For positive integers $ i $ and $ j $ , define $ f_i(j) $ as the maximum integer $ k $ such that $ i^k $ divides $ j $ . A number $ j $ is considered special if $ f_6(j) \gt f_7(j) $ . For example, $ 6 $ is special, but $ 67 $ and $ 7 $ are not. You are given an array $ a $ of $ n $ positive integers. In one operation, you must increase every element in the array by $ 1 $ . Your task is to find the minimum number of operations needed to make all elements in $ a $ special at the same time, or determine that it is impossible.

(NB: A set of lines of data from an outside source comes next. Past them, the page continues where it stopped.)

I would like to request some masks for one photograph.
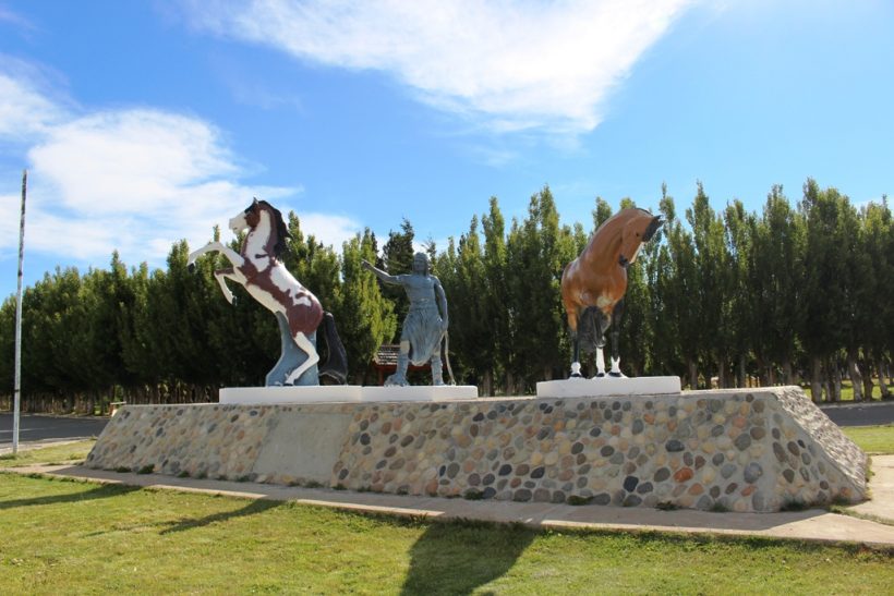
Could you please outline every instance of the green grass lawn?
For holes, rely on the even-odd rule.
[[[0,474],[0,585],[21,593],[878,593],[891,552],[535,532]]]
[[[0,467],[22,467],[35,463],[62,463],[72,460],[85,460],[93,449],[95,439],[70,442],[58,446],[41,447],[39,449],[20,450],[13,455],[0,455]]]
[[[894,453],[894,424],[842,428],[867,453]]]

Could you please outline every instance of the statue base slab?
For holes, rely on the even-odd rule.
[[[318,385],[302,387],[225,387],[220,403],[240,405],[287,403],[371,403],[394,401],[455,401],[478,398],[473,385],[361,387]]]
[[[537,384],[537,398],[599,398],[603,396],[679,394],[679,377],[575,378]]]
[[[225,387],[220,389],[219,400],[241,405],[360,402],[363,389],[359,385]]]
[[[474,400],[474,385],[404,385],[402,387],[364,387],[363,401],[455,401]]]

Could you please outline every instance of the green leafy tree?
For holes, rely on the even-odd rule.
[[[345,244],[341,251],[342,283],[337,289],[336,326],[348,353],[349,375],[362,384],[370,363],[383,342],[398,328],[391,303],[379,291],[376,277],[363,268],[376,258],[376,239],[367,228]]]

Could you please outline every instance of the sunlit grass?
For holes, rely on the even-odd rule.
[[[37,449],[20,450],[13,455],[7,453],[0,455],[0,467],[22,467],[35,463],[62,463],[71,461],[83,461],[93,449],[95,439],[87,439],[65,445],[51,445]]]
[[[894,424],[842,428],[867,453],[894,453]]]
[[[891,554],[858,547],[428,523],[13,474],[0,474],[0,527],[8,594],[889,594],[894,585]]]

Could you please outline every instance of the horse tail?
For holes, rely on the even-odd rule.
[[[341,338],[338,337],[338,331],[335,327],[335,317],[331,313],[323,314],[323,323],[321,324],[323,335],[317,337],[317,340],[323,340],[326,346],[326,360],[319,365],[319,376],[328,377],[334,380],[336,385],[345,385],[348,379],[348,354],[345,352],[345,345],[341,343]]]

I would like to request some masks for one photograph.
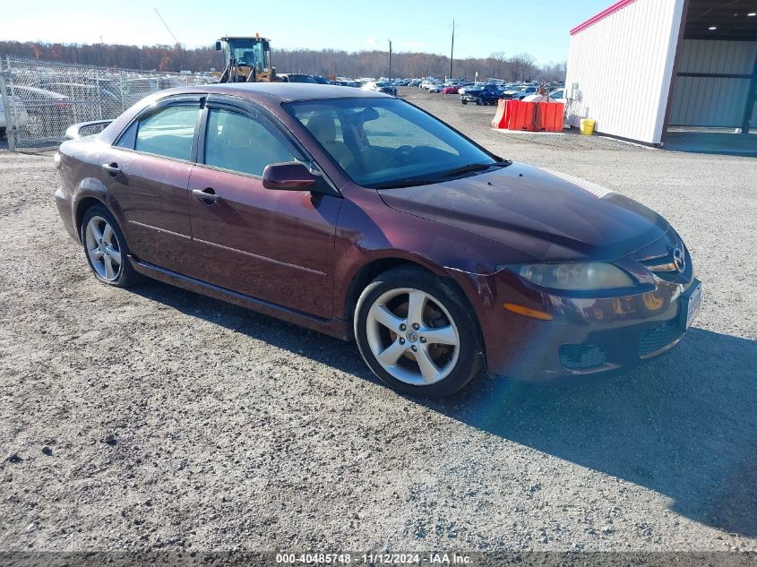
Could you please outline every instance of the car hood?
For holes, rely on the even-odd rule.
[[[662,217],[632,199],[518,163],[378,193],[392,209],[500,242],[540,262],[618,260],[668,228]]]

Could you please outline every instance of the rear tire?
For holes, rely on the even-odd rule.
[[[126,238],[104,206],[87,209],[80,237],[90,270],[99,281],[116,288],[130,288],[140,282],[142,277],[130,262]]]
[[[443,279],[395,268],[357,300],[354,331],[363,359],[398,391],[438,398],[466,386],[484,365],[477,325]]]

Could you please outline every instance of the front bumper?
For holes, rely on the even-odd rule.
[[[527,287],[507,271],[467,278],[477,296],[489,373],[529,382],[629,369],[663,354],[685,332],[687,296],[700,285],[690,271],[643,293],[566,297]],[[553,318],[517,314],[505,303]]]

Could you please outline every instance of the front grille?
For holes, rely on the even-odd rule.
[[[661,350],[675,342],[682,334],[677,319],[671,319],[661,325],[649,329],[641,333],[639,340],[639,356],[643,358]]]
[[[607,360],[604,345],[562,345],[560,364],[571,370],[601,366]]]

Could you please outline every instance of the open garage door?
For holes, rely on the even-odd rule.
[[[670,125],[742,128],[744,117],[757,125],[752,121],[755,61],[757,41],[684,39]]]
[[[755,12],[753,0],[687,1],[666,148],[757,155]]]

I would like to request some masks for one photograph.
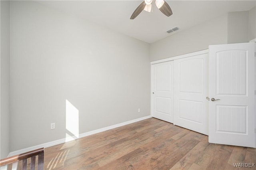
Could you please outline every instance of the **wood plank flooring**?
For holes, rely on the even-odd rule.
[[[46,170],[238,169],[233,164],[256,163],[255,148],[210,144],[207,136],[153,118],[44,153]]]

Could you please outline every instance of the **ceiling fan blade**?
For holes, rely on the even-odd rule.
[[[164,15],[167,16],[170,16],[172,14],[172,9],[169,5],[168,5],[168,4],[167,4],[165,1],[164,1],[164,4],[160,8],[159,8],[159,10]]]
[[[145,6],[146,6],[146,3],[145,3],[145,1],[143,1],[142,3],[140,4],[139,6],[137,7],[137,8],[135,10],[134,12],[132,13],[132,16],[131,16],[131,18],[130,18],[131,20],[133,20],[138,16],[140,12],[142,11],[143,10],[144,8],[145,8]]]

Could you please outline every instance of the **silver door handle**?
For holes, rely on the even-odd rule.
[[[212,101],[216,101],[216,100],[220,100],[220,99],[216,99],[214,98],[212,98],[211,99],[211,100]]]

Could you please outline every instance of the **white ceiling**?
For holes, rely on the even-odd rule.
[[[166,0],[173,14],[167,17],[153,4],[153,12],[131,15],[141,0],[57,0],[38,1],[71,13],[103,28],[151,43],[228,12],[248,11],[254,0]],[[180,30],[166,31],[175,26]]]

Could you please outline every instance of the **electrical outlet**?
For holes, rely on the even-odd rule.
[[[51,129],[54,129],[55,128],[55,123],[51,123]]]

The first line contains an integer $ t $ ( $ 1 \leq t \leq 10^4 $ ), the number of test cases. For each test case, the first line contains an integer $ n $ ( $ 1 \leq n \leq 2 \cdot 10^5 $ ). The second line of each test case contains $ n $ integers $ a_1, a_2, \dots, a_n $ ( $ 1 \leq a_i \leq 10^9 $ ). The sum of $ n $ over all test cases does not exceed $ 2 \cdot 10^5 $ .

For each test case, output a single integer: the minimum number of operations to make all elements special at the same time, or $ -1 $ if it is impossible.

In the first test case, all elements cannot be made special at the same time. In the second test case, performing $ 5 $ operations results in the array $ [30,72] $ , whose elements are all special. In the fourth test case, the array becomes $ [9557358] $ after $ 7 $ operations.